Processes the given items and returns a result.

Main function of the scheduler. Call it to make the scheduler manage the parallel processing of a batch of items using ray.

Parameters
  • items (Sequence[TProcItem]) – Sequence containing the items to be processed.

  • func (Callable[[TProcItem], TProcResult]) – Callable (usually a function) that takes one item TProcItem as input and returns a result TProcResult as output. Generally, TProcItem is an individual in the population and TProcResult is the individual’s fitness. If additional arguments must be passed to the callable you want to use, it’s possible to use Python’s functools.partial or to just wrap it with a simple function. The callable doesn’t need to be annotated with ray.remote, this is handled for you.

Return type

List[~TProcResult]

Returns

A list containing the results of the processing of each item. It is guaranteed that the ordering of the items in the returned list follows the order in which the items are yielded by the iterable passed as argument.

nevopy.processing.serial_processing module

Implements a simple wrapper for the serial processing of items.

class nevopy.processing.serial_processing.SerialProcessingScheduler

Bases: nevopy.processing.base_scheduler.ProcessingScheduler

Simple wrapper for the serial processing of items.

This is scheduler is just a wrapper for the serial processing of items, i.e., the processing of one item at a time. It doesn’t involve any explicit parallel processing.

run(items, func)

Sequentially processes the input items.

Parameters
  • items (Sequence[TProcItem]) – Iterable containing the items to be processed.

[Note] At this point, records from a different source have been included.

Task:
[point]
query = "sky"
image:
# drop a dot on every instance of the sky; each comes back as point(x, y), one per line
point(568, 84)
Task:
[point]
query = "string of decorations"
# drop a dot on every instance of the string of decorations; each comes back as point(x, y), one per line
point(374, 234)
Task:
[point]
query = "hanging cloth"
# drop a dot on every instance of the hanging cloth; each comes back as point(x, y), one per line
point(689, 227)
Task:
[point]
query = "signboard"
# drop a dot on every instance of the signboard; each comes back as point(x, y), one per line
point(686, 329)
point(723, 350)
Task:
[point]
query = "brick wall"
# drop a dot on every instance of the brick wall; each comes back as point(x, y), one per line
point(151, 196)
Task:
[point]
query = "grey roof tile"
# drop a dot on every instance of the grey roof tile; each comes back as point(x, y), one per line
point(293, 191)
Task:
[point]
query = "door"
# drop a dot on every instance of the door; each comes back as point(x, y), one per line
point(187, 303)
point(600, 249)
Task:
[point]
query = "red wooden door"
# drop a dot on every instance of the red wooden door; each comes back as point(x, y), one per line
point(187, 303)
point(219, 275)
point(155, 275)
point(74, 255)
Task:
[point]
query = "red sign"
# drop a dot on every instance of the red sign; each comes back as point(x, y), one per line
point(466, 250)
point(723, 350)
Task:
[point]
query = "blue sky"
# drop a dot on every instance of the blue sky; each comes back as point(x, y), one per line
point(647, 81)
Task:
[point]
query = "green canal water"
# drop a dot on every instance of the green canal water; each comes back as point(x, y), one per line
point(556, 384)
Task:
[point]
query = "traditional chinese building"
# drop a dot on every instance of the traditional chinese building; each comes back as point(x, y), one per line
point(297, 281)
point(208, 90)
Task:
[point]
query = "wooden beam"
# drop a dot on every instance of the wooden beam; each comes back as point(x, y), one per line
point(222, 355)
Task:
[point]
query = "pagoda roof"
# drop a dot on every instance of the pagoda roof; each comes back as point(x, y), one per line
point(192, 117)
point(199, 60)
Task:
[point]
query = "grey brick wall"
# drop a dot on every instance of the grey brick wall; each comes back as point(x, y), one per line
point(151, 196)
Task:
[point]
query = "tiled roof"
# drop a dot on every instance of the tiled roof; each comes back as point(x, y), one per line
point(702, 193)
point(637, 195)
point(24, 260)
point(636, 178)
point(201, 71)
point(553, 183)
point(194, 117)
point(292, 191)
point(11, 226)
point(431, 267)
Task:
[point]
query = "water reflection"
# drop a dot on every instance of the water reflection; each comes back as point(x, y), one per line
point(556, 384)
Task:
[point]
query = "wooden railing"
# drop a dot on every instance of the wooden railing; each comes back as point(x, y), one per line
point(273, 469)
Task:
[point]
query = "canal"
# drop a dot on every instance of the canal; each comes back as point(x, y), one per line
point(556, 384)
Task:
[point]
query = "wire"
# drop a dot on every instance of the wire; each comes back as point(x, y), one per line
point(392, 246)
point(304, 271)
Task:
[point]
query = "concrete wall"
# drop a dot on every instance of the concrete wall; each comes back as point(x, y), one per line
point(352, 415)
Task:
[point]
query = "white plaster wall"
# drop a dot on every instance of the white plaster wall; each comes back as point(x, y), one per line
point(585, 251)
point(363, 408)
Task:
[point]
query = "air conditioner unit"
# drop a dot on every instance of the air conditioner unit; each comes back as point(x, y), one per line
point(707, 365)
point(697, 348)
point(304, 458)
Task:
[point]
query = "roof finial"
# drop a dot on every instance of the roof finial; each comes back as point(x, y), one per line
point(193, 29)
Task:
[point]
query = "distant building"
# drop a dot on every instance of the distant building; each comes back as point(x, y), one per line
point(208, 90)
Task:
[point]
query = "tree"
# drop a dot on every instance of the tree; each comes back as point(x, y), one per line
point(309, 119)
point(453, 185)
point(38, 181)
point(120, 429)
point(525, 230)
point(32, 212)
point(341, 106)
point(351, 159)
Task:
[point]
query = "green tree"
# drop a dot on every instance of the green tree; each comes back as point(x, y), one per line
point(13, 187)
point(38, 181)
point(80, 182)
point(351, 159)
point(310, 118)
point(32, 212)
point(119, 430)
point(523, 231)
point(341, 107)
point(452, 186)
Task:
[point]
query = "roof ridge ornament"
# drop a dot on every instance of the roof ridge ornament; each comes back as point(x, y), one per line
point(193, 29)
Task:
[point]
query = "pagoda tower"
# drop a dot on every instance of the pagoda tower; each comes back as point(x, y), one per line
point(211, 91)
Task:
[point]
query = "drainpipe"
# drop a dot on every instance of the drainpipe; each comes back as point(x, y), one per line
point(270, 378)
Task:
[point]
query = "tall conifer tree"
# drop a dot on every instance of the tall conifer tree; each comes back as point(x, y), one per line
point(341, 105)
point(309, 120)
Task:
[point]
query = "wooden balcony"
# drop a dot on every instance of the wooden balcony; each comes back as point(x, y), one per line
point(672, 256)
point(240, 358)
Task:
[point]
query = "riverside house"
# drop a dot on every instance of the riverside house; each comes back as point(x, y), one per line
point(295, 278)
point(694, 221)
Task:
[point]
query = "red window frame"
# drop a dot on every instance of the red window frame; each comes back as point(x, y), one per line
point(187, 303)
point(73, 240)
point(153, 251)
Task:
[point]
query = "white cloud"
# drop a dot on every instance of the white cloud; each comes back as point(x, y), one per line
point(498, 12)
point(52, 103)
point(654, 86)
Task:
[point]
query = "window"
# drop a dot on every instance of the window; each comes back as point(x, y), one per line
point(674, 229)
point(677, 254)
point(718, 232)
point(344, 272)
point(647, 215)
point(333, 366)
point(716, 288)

  • func (Callable[[TProcItem], TProcResult]) – Callable (usually a function) that takes one item TProcItem as input and returns a result TProcResult as output. Generally, TProcItem is an individual in the population and TProcResult is the individual’s fitness. If additional arguments must be passed to the callable you want to use, it’s possible to use Python’s functools.partial or to just wrap it with a simple function.

Return type

List[~TProcResult]

Returns

A list containing the results of the processing of each item. It is guaranteed that the ordering of the items in the returned list follows the order in which the items are yielded by the iterable passed as argument.

Module contents

Imports core names of nevopy.processing.